Some of the latest research has been done over the application of modern intelligent techniques, like Machine Learning (ML) or Bayesian Networks (BN), for the quality assessment of requirements. Parra et al. [13] propose an automated assessment of requirements quality, with the aim of emulating a quality expert level assessment, using learning based on standard features taken into consideration by an expert when manually assessing the quality of requirements. The training set is a list of requirements previously classified (labelled) by a domain expert and three main clusters of metrics (features used in the learning process) are introduced: correctness, consistency and completeness. Correctness is the one taken under consideration in this research. A set of low-level quality metrics is taken from [14]: these metrics are then used together with the assessed corpus so it is possible to associate “the set of metric that represent each requirement and the quality value provided by the expert”. Two ways of creating training instances are proposed: in the first, each instance corresponds to the set of metric values of only a requirement and its assigned quality; in the second two requirement’s metrics are joined together with an indicator of the requirement with better quality into a single training test. The model is then trained over the corpus on the specified metrics (features), and is ready to generalise the classification to new test cases obtaining in the researchers’ experiments “an accuracy in a range of 83.27 as a minimum accuracy and 87.72 as the maximum percentage of accuracy” [13]. Another research [15] is on the use of Bayesian Networks, formalisation and active learning techniques to model and process the knowledge deriving from requirements engineering in order to improve the process productivity and deal properly with the potential partialness, inconsistency and ambiguity of the requirements. In much the same way del Sagrado et al. [16] have applied BN networks to requirements risk assessment. Another very interesting frontier in requirement engineering is [17], where a method for “automatically retrieving functional requirements from stakeholders using agile processes” is proposed. The method is based on a combination of machine learning, knowledge acquisition and belief revision with the aim to collect information from stakeholders and manipulate it so to have a list of essential requirements for the software system.  
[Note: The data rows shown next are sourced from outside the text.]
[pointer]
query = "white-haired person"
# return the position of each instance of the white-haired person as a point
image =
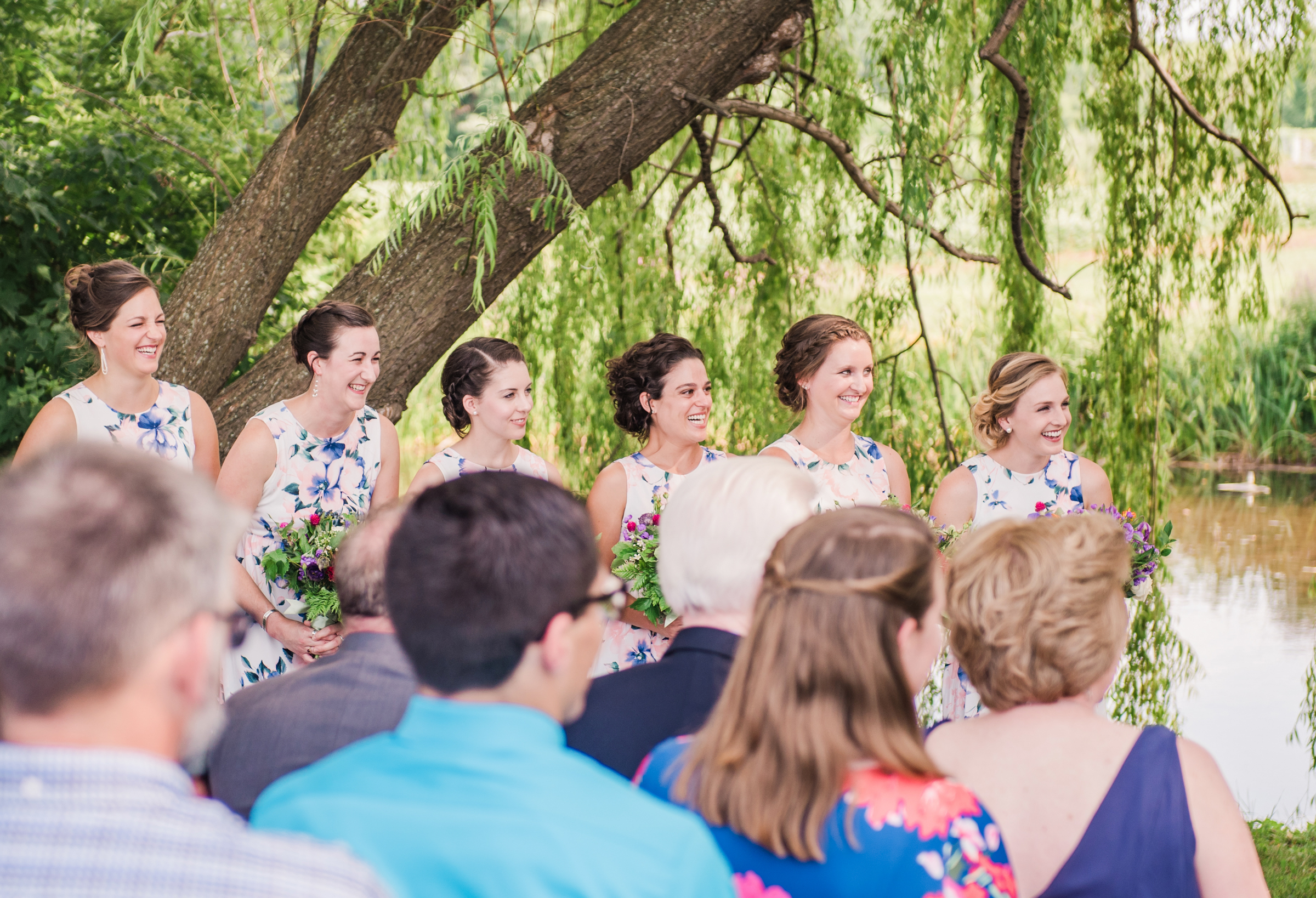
(1087, 806)
(716, 536)
(110, 677)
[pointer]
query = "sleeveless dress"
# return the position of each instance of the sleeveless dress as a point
(1002, 493)
(911, 839)
(626, 646)
(311, 476)
(163, 430)
(1140, 843)
(863, 481)
(455, 465)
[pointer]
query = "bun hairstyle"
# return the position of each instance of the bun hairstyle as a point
(468, 372)
(317, 331)
(640, 371)
(1007, 381)
(803, 352)
(98, 291)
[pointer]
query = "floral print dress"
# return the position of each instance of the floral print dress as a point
(311, 477)
(626, 646)
(163, 430)
(911, 839)
(863, 481)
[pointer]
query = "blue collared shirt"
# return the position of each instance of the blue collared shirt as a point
(470, 798)
(82, 822)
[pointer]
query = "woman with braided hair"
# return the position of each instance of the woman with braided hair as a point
(487, 399)
(811, 769)
(824, 369)
(116, 311)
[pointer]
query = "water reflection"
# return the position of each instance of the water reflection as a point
(1240, 592)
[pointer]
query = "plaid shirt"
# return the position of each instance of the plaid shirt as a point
(115, 823)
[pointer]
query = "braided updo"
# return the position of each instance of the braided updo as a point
(1007, 381)
(642, 369)
(98, 291)
(804, 348)
(468, 372)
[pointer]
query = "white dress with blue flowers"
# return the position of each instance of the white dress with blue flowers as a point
(311, 476)
(163, 430)
(626, 646)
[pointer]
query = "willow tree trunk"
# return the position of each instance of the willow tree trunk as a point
(598, 120)
(348, 120)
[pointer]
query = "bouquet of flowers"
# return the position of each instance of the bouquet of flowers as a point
(304, 560)
(636, 561)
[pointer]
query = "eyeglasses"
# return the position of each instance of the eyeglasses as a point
(612, 604)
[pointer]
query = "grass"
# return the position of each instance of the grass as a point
(1287, 857)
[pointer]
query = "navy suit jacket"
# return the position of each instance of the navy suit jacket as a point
(288, 722)
(628, 713)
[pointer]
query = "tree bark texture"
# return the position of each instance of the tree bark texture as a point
(598, 120)
(240, 268)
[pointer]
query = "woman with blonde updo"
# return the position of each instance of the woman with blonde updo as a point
(117, 314)
(1089, 808)
(824, 369)
(1020, 420)
(487, 399)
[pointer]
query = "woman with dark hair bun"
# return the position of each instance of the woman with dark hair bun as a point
(321, 452)
(487, 399)
(117, 314)
(662, 398)
(824, 369)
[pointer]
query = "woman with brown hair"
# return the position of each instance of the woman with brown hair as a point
(116, 311)
(824, 369)
(811, 769)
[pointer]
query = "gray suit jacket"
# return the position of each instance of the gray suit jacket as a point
(286, 723)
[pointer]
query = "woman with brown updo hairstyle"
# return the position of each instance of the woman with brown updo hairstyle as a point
(487, 399)
(662, 397)
(117, 314)
(321, 452)
(824, 369)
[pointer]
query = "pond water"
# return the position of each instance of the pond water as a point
(1241, 592)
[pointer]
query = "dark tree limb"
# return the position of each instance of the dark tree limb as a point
(706, 175)
(218, 305)
(582, 119)
(990, 52)
(1182, 102)
(843, 152)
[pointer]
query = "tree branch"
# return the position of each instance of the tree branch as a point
(990, 52)
(751, 110)
(1182, 100)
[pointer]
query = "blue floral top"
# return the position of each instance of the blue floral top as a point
(911, 839)
(163, 430)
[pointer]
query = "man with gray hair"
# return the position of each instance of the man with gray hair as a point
(716, 536)
(290, 722)
(115, 604)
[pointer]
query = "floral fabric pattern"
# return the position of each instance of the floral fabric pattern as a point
(311, 477)
(863, 481)
(626, 646)
(163, 430)
(911, 839)
(455, 465)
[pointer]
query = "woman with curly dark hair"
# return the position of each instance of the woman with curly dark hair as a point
(662, 397)
(824, 369)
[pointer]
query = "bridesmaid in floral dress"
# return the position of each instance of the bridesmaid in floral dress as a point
(824, 369)
(117, 314)
(487, 399)
(326, 451)
(1020, 420)
(662, 395)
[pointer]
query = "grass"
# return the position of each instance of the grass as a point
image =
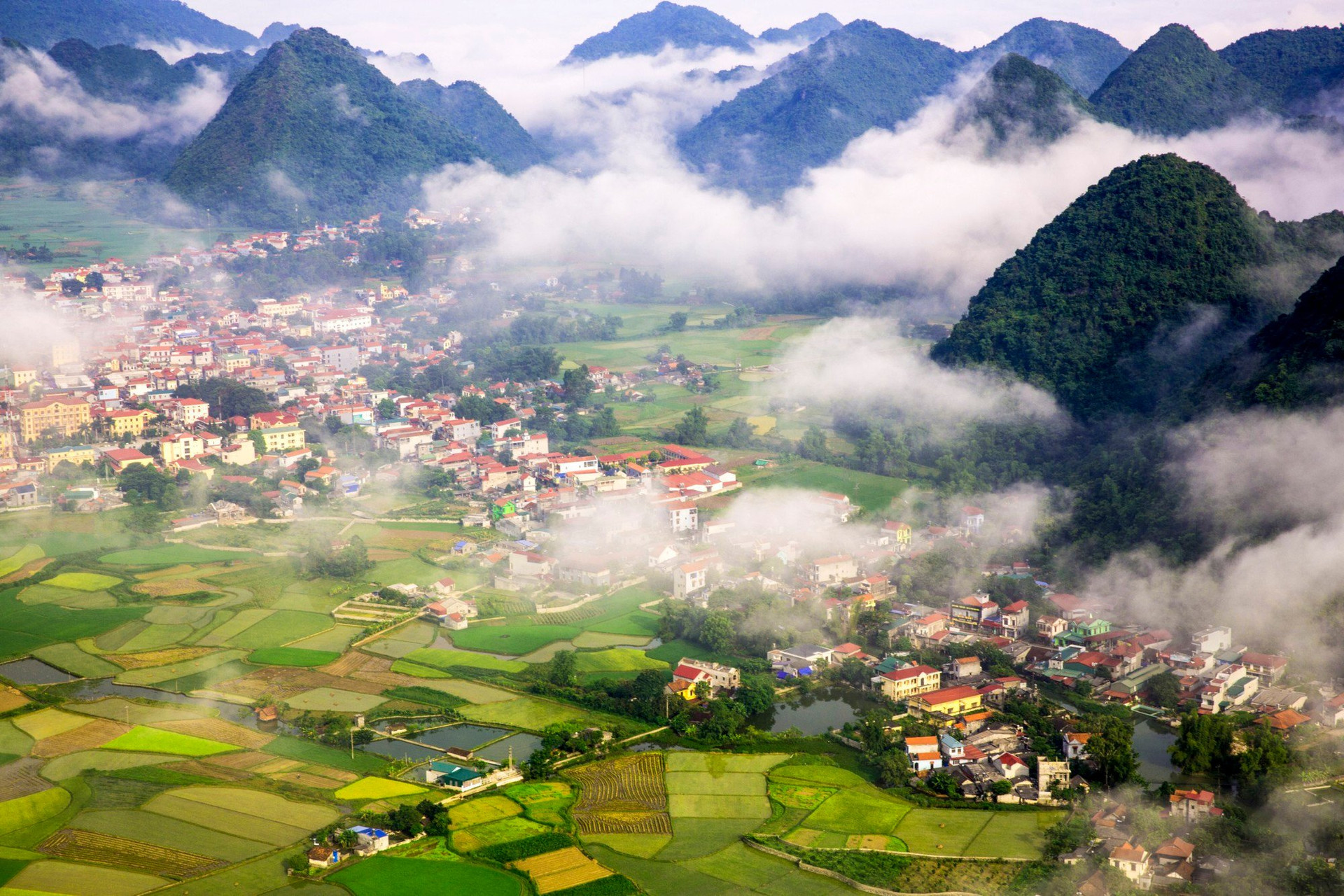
(377, 789)
(531, 713)
(435, 659)
(171, 555)
(335, 700)
(83, 580)
(858, 812)
(388, 876)
(83, 880)
(869, 491)
(615, 660)
(320, 755)
(292, 657)
(280, 628)
(483, 811)
(24, 812)
(76, 662)
(141, 739)
(511, 638)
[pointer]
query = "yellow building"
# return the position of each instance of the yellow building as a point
(64, 415)
(128, 422)
(76, 454)
(281, 438)
(179, 448)
(949, 701)
(902, 684)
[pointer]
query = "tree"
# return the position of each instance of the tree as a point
(694, 429)
(578, 386)
(739, 433)
(562, 668)
(1112, 747)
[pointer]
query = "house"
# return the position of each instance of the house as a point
(924, 754)
(964, 668)
(454, 777)
(902, 684)
(720, 676)
(1132, 860)
(949, 701)
(690, 580)
(1266, 666)
(1075, 745)
(323, 858)
(1193, 805)
(370, 839)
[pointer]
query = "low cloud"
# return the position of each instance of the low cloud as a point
(36, 92)
(920, 207)
(863, 362)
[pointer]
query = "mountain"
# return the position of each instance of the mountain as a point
(314, 132)
(274, 33)
(1082, 57)
(127, 74)
(1126, 266)
(806, 31)
(813, 104)
(1172, 85)
(1292, 67)
(42, 23)
(1021, 101)
(667, 23)
(1300, 356)
(467, 106)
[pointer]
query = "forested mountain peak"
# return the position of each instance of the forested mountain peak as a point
(314, 131)
(1019, 102)
(1172, 85)
(673, 24)
(1081, 55)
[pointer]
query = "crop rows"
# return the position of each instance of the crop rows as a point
(622, 796)
(561, 869)
(108, 849)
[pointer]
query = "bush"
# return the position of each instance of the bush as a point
(526, 848)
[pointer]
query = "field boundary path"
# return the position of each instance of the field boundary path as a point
(850, 881)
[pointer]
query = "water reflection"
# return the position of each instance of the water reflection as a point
(816, 713)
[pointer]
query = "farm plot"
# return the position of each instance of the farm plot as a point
(393, 876)
(624, 796)
(83, 880)
(141, 739)
(335, 700)
(90, 736)
(169, 833)
(219, 731)
(378, 789)
(561, 869)
(108, 849)
(20, 778)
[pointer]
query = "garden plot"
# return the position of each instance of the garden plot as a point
(561, 869)
(109, 849)
(90, 736)
(83, 880)
(624, 796)
(169, 833)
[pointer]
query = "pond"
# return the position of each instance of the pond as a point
(1151, 743)
(33, 672)
(816, 713)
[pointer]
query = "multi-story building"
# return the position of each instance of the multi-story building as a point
(64, 415)
(277, 440)
(902, 684)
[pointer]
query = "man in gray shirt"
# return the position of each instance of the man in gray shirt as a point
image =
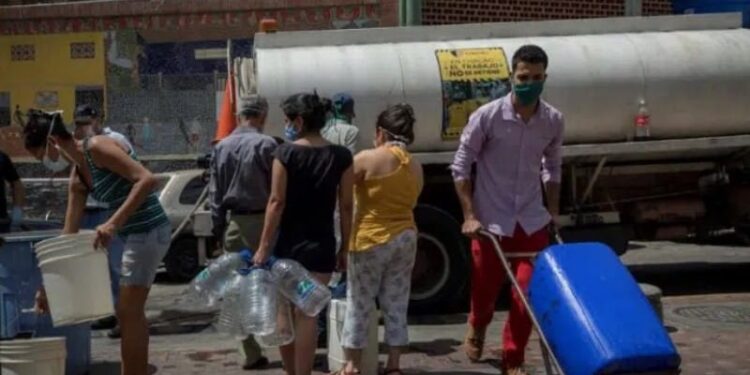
(88, 123)
(239, 189)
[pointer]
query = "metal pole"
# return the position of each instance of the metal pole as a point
(522, 296)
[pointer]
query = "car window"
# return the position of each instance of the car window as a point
(192, 191)
(161, 182)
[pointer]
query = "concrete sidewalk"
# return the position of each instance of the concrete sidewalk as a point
(712, 333)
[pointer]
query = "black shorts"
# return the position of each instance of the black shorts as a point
(315, 256)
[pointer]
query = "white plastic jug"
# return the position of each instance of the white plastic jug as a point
(44, 356)
(76, 278)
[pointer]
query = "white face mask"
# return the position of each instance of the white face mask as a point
(58, 165)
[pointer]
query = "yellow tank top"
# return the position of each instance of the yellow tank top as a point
(385, 205)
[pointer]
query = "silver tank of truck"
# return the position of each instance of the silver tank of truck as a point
(692, 71)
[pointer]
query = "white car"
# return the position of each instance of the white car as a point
(179, 192)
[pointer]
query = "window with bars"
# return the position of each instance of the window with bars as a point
(22, 52)
(83, 50)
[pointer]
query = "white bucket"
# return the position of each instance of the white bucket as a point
(77, 282)
(82, 239)
(336, 358)
(35, 356)
(84, 236)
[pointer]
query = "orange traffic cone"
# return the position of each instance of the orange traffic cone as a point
(226, 122)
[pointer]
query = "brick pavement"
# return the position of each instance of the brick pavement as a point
(712, 333)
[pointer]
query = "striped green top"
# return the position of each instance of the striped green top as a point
(114, 189)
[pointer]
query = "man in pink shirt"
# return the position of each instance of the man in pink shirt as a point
(515, 141)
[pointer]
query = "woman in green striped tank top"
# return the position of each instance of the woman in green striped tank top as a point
(103, 168)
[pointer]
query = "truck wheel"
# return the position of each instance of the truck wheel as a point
(441, 270)
(182, 262)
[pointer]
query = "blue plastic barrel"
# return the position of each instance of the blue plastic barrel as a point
(594, 314)
(21, 277)
(714, 6)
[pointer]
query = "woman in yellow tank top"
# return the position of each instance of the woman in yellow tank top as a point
(384, 238)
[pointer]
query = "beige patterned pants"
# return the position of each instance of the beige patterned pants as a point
(383, 272)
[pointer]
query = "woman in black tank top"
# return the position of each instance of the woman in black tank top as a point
(308, 176)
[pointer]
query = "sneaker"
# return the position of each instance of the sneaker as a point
(474, 343)
(104, 323)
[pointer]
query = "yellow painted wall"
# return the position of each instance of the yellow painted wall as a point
(51, 70)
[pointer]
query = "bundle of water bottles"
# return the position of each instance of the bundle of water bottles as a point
(257, 300)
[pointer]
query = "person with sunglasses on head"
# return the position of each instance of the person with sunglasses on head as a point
(515, 142)
(307, 177)
(103, 167)
(88, 123)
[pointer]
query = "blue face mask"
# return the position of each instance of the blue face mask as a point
(290, 132)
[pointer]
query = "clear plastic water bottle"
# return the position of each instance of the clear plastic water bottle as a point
(257, 302)
(642, 121)
(284, 332)
(229, 317)
(296, 284)
(209, 286)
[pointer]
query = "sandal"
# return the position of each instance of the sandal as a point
(342, 371)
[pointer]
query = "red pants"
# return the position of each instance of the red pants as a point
(488, 276)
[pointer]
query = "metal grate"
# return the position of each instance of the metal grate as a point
(22, 52)
(84, 50)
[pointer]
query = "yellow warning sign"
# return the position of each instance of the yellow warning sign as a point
(470, 78)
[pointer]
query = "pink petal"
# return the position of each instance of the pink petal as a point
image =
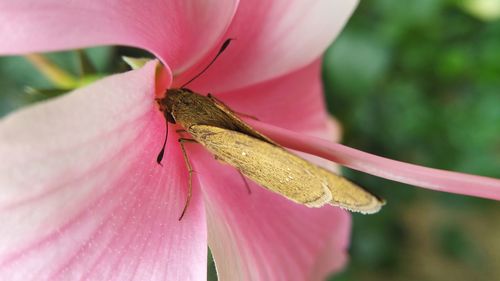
(178, 32)
(273, 39)
(263, 236)
(395, 170)
(82, 196)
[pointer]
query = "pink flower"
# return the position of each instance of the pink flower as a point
(81, 196)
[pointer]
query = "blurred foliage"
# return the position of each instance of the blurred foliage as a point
(419, 81)
(414, 80)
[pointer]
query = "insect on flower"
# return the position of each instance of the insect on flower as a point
(219, 129)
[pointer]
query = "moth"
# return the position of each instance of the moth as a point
(223, 133)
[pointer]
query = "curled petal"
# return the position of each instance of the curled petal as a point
(82, 196)
(273, 39)
(430, 178)
(178, 32)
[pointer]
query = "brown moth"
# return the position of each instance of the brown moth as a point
(219, 129)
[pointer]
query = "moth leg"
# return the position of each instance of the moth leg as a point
(224, 107)
(245, 181)
(190, 171)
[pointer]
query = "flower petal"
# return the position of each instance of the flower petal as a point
(263, 236)
(273, 39)
(294, 101)
(178, 32)
(82, 196)
(430, 178)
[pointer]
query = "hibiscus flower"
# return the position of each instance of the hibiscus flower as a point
(81, 194)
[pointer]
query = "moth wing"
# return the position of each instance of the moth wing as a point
(268, 165)
(244, 127)
(284, 172)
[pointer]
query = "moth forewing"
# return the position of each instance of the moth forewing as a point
(268, 165)
(231, 140)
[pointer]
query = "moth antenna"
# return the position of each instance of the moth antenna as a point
(222, 48)
(162, 151)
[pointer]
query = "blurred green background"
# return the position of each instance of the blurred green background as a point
(419, 81)
(414, 80)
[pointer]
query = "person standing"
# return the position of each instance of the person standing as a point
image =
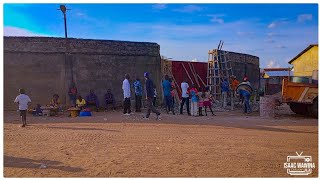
(138, 94)
(225, 90)
(194, 100)
(167, 94)
(81, 103)
(154, 96)
(109, 99)
(73, 94)
(92, 100)
(172, 92)
(246, 94)
(149, 88)
(234, 84)
(201, 98)
(208, 100)
(23, 101)
(185, 96)
(126, 95)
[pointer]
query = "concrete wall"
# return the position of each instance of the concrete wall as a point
(245, 65)
(38, 64)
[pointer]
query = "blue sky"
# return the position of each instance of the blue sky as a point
(273, 32)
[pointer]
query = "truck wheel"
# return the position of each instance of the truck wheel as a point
(315, 108)
(299, 108)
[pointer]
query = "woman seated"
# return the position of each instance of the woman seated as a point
(80, 103)
(56, 104)
(55, 101)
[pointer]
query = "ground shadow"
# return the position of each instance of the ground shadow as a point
(19, 162)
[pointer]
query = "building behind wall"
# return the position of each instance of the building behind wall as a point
(38, 65)
(242, 65)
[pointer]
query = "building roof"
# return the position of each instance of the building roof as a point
(305, 50)
(276, 69)
(277, 73)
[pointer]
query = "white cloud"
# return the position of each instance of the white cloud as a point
(304, 17)
(217, 18)
(272, 25)
(189, 9)
(272, 64)
(159, 6)
(245, 33)
(281, 46)
(15, 31)
(278, 22)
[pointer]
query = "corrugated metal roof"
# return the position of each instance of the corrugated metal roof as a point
(305, 50)
(278, 73)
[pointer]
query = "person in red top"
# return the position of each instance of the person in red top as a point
(194, 100)
(172, 91)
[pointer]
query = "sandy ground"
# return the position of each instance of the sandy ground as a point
(230, 144)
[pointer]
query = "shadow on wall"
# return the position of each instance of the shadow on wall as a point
(18, 162)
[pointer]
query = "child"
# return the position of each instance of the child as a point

4.3 Contributions and Future Developments

Key researchers in this field are [13] Eugenio Parra, , Christos Dimou, Juan Llorens, Valentín Moreno, Anabel Fraga of the Knowledge Reuse Group of the University Carlos III de Madrid, [15] Isabela M. del Aguila and Josè del Salgado of the University of Almerìa, and [14] Ronit Ankori of Bar Ilan University, Israel.  The key conference for Requirement Engineering is the IEEE International Requirements Engineering Conference (RE), held annually and a key journal is Requirements Engineering where the second reported research was published.

Parra et al. [13] suggest in the research further work to probe the insertion of the consistency and completeness cluster of metrics into the learning process so to “cover completely the assessment of the quality of requirement written in natural language”, and further focus on new ways of implementation for the learning instances in order to increase the accuracy of the classifiers.